Aqui jaz um menino cheio de sonhos que não repousam junto com ele.



Gabriel Pontes
g.ponteslima@gmail.com
Escritor

sexta-feira, 9 de novembro de 2012

Exu




Sim, ela demorou, mas chegou. Aquela velha crise que o põe contra a parede e tira-lhe o sono com um agouro atormentador. É este o momento em que a fé se afasta mais dele e tudo que toma conta é um desejo destrutivo, um desejo de misantropia e ironicamente auto piedade.

É aquele momento que por mais amarga que seja a bebida ele não consegue sentir o amargoso, tudo vem com um gosto agridoce, o gosto da dúvida que invade e deixa em seus rastros somente a destruição.

O presente e o passado conflitam-se em seu coração. As pessoas parecem não ajudar. Seu amor parece não ajudar.

Hoje é a 5ª noite que não dorme, nem sonha. Simplesmente repousa sobre a cama e passa a olhar o teto em seu quarto frio, como quem olha a deus e pede às respostas que tanto procura. Levanta-se. Vê que está só, naquele quarto, naquele cômodo e ri. Ri de sua solidão.

Perambula entre os cômodos a procura do sono que não chega, caminha até o jardim e apoia-se sobre uma velha Pitangueira na esperança que ela possa lhe dar um pouco de energia sugada pelos pensamentos obscuros de sua mente doente. Em vão.

Volta a se deitar e olhar para o teto, baixa o olhar, nota a imagem de São Miguel dourada sobre a cômoda e a face deste arcanjo que parece ignorá-lo, já o demônio parece sorrir diante de sua angustia. Fecha os olhos e reza.

“São Miguel Arcanjo, protegei-me nos combates, defendei-nos com o vosso escudo contra os embustes e ciladas do demônio.
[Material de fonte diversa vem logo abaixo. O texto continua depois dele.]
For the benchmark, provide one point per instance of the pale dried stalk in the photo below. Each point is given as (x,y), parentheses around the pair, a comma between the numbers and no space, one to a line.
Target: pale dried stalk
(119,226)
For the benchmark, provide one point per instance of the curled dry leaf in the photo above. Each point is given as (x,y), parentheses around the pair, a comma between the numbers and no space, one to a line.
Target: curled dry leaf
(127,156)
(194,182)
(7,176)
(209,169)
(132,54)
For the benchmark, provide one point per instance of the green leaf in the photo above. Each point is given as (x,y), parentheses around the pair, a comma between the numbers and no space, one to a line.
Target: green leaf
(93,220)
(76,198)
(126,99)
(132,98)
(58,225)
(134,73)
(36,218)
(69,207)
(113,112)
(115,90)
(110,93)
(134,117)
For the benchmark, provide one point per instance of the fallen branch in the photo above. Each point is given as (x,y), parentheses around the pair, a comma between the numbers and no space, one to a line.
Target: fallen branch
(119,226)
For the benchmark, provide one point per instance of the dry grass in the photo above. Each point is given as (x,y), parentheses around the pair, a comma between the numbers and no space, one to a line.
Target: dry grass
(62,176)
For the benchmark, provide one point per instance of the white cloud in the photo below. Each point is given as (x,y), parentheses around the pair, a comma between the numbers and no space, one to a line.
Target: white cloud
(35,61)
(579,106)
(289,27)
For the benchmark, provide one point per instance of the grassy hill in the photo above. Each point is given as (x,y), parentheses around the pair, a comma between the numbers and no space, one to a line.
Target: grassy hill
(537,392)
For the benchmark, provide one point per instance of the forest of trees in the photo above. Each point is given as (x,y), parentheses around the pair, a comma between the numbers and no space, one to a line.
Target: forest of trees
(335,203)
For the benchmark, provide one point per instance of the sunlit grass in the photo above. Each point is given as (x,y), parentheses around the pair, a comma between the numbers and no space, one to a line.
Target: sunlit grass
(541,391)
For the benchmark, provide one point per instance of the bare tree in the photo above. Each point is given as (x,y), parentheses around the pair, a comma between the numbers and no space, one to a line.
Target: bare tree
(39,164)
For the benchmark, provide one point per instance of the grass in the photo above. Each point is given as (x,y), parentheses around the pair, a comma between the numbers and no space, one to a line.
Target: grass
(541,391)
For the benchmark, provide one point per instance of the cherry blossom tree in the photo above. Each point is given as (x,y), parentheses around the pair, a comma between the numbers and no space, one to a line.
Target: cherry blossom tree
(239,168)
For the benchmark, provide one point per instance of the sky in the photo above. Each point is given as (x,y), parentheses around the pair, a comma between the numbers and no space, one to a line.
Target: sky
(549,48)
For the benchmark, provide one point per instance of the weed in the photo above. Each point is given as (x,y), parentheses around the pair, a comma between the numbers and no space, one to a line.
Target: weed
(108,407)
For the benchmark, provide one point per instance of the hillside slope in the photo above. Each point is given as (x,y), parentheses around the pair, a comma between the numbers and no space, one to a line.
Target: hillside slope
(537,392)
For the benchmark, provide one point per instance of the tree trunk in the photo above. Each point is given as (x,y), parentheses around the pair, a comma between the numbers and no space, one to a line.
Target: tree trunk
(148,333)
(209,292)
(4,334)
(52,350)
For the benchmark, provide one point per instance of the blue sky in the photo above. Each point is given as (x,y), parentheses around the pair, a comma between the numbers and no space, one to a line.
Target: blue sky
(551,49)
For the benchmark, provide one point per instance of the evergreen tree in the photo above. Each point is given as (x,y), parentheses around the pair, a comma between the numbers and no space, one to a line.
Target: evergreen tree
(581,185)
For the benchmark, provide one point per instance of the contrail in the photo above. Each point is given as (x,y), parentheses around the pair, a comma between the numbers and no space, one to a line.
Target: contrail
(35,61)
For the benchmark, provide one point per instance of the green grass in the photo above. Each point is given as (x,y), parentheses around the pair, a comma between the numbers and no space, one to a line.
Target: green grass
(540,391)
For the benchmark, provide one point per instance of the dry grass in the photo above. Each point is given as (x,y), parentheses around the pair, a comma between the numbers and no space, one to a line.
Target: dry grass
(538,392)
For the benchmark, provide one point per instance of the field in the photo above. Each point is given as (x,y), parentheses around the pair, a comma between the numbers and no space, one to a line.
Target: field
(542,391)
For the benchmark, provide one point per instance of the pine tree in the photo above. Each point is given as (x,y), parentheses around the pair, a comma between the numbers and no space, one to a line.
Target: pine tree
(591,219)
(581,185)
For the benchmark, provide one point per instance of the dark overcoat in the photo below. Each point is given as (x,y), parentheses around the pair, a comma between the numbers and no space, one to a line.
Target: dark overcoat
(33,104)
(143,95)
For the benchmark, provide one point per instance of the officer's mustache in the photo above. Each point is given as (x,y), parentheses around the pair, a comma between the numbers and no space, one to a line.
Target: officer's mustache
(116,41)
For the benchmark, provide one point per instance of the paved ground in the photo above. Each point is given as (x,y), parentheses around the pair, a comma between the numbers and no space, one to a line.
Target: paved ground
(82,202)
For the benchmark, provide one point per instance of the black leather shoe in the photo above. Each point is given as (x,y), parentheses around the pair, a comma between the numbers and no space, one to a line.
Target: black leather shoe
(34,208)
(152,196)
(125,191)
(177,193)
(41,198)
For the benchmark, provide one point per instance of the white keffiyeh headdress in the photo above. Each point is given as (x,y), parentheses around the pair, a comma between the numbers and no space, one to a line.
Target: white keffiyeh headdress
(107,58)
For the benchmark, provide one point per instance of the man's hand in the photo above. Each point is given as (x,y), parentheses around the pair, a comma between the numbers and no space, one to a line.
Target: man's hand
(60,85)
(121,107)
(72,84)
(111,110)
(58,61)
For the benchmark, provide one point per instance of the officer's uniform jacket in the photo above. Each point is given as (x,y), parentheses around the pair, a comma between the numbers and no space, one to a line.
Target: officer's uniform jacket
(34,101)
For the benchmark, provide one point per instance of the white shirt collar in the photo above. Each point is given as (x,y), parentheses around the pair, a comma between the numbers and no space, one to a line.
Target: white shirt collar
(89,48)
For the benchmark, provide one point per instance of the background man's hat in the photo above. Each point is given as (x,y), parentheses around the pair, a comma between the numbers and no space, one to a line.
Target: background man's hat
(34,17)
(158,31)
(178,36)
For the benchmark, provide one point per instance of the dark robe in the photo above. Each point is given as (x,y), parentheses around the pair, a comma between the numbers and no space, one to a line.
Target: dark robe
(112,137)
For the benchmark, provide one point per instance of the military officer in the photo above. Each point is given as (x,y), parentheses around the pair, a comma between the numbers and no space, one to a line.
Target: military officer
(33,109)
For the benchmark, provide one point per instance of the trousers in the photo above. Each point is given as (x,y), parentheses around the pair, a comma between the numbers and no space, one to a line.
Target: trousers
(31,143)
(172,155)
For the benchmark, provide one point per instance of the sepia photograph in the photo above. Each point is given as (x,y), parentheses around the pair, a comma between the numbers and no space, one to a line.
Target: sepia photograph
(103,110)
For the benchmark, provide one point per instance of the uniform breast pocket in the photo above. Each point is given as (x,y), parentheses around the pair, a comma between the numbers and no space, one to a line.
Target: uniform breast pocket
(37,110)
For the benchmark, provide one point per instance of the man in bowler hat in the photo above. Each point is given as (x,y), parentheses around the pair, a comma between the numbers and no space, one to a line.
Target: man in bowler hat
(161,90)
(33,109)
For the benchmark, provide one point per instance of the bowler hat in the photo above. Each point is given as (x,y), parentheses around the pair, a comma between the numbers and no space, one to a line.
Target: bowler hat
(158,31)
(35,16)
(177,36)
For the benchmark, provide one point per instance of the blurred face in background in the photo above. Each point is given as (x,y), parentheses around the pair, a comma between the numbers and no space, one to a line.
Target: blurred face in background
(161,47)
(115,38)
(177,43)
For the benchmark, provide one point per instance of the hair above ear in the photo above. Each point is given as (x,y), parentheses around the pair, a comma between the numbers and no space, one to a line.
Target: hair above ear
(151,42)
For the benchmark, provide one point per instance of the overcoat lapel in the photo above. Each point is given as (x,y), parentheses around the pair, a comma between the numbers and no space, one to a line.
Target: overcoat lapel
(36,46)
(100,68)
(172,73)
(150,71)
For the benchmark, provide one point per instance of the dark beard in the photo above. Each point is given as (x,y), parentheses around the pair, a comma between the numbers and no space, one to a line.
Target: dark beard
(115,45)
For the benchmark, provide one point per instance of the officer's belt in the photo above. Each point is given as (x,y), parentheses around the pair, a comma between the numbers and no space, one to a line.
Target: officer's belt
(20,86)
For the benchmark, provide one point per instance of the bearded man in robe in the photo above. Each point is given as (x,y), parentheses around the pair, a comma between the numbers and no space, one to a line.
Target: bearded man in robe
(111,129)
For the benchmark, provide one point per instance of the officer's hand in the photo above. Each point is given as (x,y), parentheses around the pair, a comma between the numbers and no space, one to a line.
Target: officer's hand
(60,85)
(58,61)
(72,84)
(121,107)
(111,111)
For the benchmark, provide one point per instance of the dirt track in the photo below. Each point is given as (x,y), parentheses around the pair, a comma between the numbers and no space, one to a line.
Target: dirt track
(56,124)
Deus o submeta, instantemente vos pedimos; e vós, ó Príncipe da Milícia Celeste, pelo divino poder, precipitai no inferno a Satanás e aos outros espíritos malignos que andam pelo mundo procurando perder as almas. Amém.”

*

As 03h00minh da manha ao final da oração, um brado seguido de uma ventania sacudiu as telhas do cômodo, um cheiro de charuto impregnou o ambiente. A porta abriu e ouviu-se uma voz rouca cantou.


Oh Ganga

Rei da Quimbanda

Tranca Rua é feiticeiro
Pra vencer qualquer demanda.
Seu Tranca Rua o seu bode deu um berro
Arrebentou cerca de arame
Estourou portão de ferro.
Eh, boa noite
A hora é essa
Seu Tranca Rua já chegou
Agora é festa.


Viu que do lado de fora, sentado numa cadeira deixada por lá havia um homem sentado, na escuridão ele viu apenas seu corpo forte coberto com uma capa em tons preto e branco, com uma calça preta e pés descalços no chão. Em sua mão havia um tridente, que lentamente batia no chão e encostara a grade para acender um charuto.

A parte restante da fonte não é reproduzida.